En plus des contrats de premier emploi et d’insertion professionnelle déjà en vigueur, le Conseil préconise la mise en place d’un contrat d’utilité publique et sociale pour aider à l’insertion des jeunes tout en développant la dimension civique. L’amélioration de l’employabilité des jeunes devra être recherchée à travers le renforcement des formations à finalité professionnelle de courte durée et le développement des modules de formation linguistique, comportementale et entrepreneuriale ainsi que la multiplication des passerelles entre le monde de la formation et celui de l’entreprise à travers le développement des formations alternées, l’apprentissages et les stages en entreprises. Ainsi, le cadre institutionnel est en voie d’amélioration pour une meilleure synergie entre les structures opérationnelles et l’accroissement de leur efficacité car le développement des qualifications des jeunes doit être conforme aux besoins actuels et futurs des entreprises et leur capacité d’entreprendre faible et tributaire de déterminants socioculturels souvent défavorables doit être renforcée davantage en facilitant l’accès des jeunes aux moyens de production et aux crédits. Enfin, le système d’information doit absolument être structuré pour améliorer la connaissance du marché du travail.

La mise en place de l’indemnité pour perte d’emploi (IPE) pour les salariés est néanmoins considérée comme un premier pas dans le dispositif de sécurisation et doit être renforcée par des actions d’appui à la formation en cours d’emploi, la formation et l’accompagnement pendant les périodes de transition et la validation des acquis de l’expérience professionnelle. Les jeunes et les salariés à faible expérience professionnelle sont plus défavorisés et sont moins outillés pour faire face aux transitions, qui aboutissent souvent soit au chômage, soit à un emploi informel et précaire. Autant dire que la responsabilité incombe également au secteur privé.

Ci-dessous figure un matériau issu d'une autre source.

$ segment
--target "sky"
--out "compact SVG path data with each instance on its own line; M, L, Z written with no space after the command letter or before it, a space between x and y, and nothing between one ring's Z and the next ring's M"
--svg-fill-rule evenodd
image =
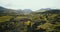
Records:
M31 9L33 11L41 8L60 9L60 0L0 0L0 6L9 9Z

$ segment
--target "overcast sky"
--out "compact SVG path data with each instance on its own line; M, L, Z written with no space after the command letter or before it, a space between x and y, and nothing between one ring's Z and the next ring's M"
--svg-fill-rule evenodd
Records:
M60 0L0 0L0 6L10 9L60 9Z

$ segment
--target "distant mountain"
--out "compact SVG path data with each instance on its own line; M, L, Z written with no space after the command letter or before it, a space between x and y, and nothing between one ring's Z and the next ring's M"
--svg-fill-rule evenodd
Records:
M46 13L60 14L60 9L51 9L51 10L47 10Z
M40 9L34 12L35 14L60 14L60 9L50 9L50 8L46 8L46 9Z

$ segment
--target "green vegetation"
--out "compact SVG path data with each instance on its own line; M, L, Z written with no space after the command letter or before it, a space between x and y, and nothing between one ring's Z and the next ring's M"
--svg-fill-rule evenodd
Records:
M60 32L60 10L52 12L0 16L0 32Z

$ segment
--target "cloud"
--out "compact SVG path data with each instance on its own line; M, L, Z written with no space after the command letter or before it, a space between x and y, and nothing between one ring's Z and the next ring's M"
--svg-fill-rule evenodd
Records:
M0 0L0 6L11 9L60 8L60 0Z

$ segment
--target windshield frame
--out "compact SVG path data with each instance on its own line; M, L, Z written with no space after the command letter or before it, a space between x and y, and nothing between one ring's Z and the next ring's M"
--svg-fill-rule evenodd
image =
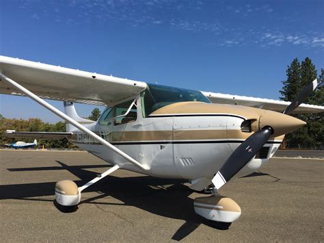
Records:
M146 89L141 93L142 116L144 118L148 117L152 112L168 105L190 101L211 103L200 91L148 84Z

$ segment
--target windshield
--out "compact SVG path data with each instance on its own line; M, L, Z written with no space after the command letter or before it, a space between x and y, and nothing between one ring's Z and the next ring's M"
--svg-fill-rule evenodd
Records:
M147 89L141 93L143 116L146 117L163 106L183 101L211 103L200 91L148 84Z

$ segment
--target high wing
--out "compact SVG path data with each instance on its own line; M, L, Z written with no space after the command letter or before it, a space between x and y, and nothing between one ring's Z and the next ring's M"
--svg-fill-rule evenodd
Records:
M291 102L276 101L274 99L248 97L240 95L225 94L202 92L212 103L219 104L232 104L250 106L275 112L282 112ZM317 113L324 112L324 106L301 104L292 114Z
M145 82L121 79L0 55L0 73L40 98L90 105L109 105L144 90ZM202 92L211 102L282 112L290 102ZM0 94L24 96L0 79ZM301 104L293 113L324 112L324 106Z
M0 72L43 99L109 105L139 94L145 82L0 55ZM0 93L21 95L0 81Z

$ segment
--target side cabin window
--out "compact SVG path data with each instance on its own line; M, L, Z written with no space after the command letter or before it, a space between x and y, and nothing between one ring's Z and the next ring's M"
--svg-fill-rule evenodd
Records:
M130 100L106 110L99 119L101 125L115 125L126 124L135 121L137 118L136 101ZM132 107L131 105L133 104Z
M200 101L211 103L200 91L184 88L148 84L141 94L142 113L144 117L167 105L184 101Z

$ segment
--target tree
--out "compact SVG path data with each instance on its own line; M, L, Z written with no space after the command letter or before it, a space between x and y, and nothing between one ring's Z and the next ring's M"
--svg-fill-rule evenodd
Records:
M309 57L299 64L295 58L286 71L287 79L282 81L283 88L280 91L281 100L292 101L310 81L317 77L315 66ZM319 80L323 80L323 71L321 71ZM306 103L323 105L324 89L323 82L305 101ZM307 125L288 133L285 137L285 143L288 148L314 148L324 145L324 117L322 114L298 114L294 116L307 123Z
M91 115L87 117L87 119L97 120L99 118L100 114L101 112L100 110L98 108L94 108L94 110L92 110L92 112L91 112Z
M287 79L282 81L284 87L280 91L282 95L280 99L282 101L293 101L301 90L300 64L297 57L293 60L291 66L287 66L286 74Z

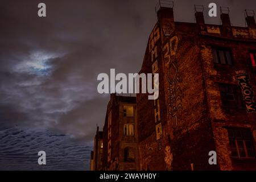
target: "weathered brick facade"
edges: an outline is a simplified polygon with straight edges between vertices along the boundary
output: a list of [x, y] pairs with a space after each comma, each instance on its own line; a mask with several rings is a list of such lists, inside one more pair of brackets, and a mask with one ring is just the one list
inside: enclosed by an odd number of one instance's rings
[[112, 94], [103, 128], [104, 170], [138, 169], [137, 128], [136, 97]]
[[[139, 169], [255, 170], [255, 152], [254, 157], [250, 152], [255, 151], [256, 112], [245, 106], [251, 104], [246, 96], [256, 92], [249, 53], [256, 50], [253, 16], [246, 18], [246, 28], [232, 27], [224, 13], [221, 26], [205, 24], [201, 12], [196, 12], [196, 23], [175, 22], [170, 7], [160, 7], [158, 17], [140, 73], [159, 74], [159, 97], [151, 101], [137, 94]], [[216, 60], [226, 64], [214, 60], [216, 48], [224, 49]], [[239, 76], [249, 77], [249, 83], [240, 85]], [[224, 93], [233, 97], [228, 101], [221, 94], [222, 84], [234, 88]], [[240, 100], [243, 107], [238, 108]], [[243, 142], [237, 156], [232, 156], [229, 129], [234, 133], [248, 129], [251, 135], [231, 139], [237, 148]], [[217, 152], [217, 165], [208, 163], [210, 151]]]
[[103, 169], [256, 170], [254, 16], [238, 27], [228, 14], [221, 26], [205, 24], [203, 12], [196, 23], [175, 22], [171, 7], [157, 14], [139, 73], [159, 74], [159, 97], [111, 94]]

En effet, les secteurs d’activité de l’économie nationale ne sont pas encore en mesure de produire une dynamique suffisante de résorption du flux des nouveaux demandeurs d’emploi et encore moins de combler les déficits passés. Cette incapacité alimente mécaniquement le déséquilibre entre l’offre et la demande sur le marché national du travail et met à rude épreuve la politique active de l’emploi. Le déséquilibre persiste car le taux de croissance moyen du PIB de l’économie marocaine n’a pas progressé de façon significative au cours des dernières années. Il faut rappeler que la conjoncture internationale évolue vers des croissances lentes voire négatives dans plusieurs pays. Il faut donc agir vite si l’on veut que les jeunes n’aient pas à payer un tribut encore plus lourd lié à une envolée du chômage.  


Des données statistiques faibles

Les données statistiques, les enquêtes ou encore les analyses effectuées par les organismes nationaux de référence (Haut-commissariat au Plan, ministère de l’Emploi et de la formation professionnelle, Département de l’enseignement supérieur et autres institutions) révèlent l’acuité de la situation, «même si elles peinent à refléter la complexité et l’ampleur des déséquilibres», selon le Conseil économique, social et environnemental. Elles ne proposent pas, par exemple, de données fines pour apprécier le chômage en milieu rural, elles ne permettent pas non plus d’approfondir l’analyse sur les taux d’insertion, d’accès à l’emploi ou encore les trajectoires professionnelles des jeunes.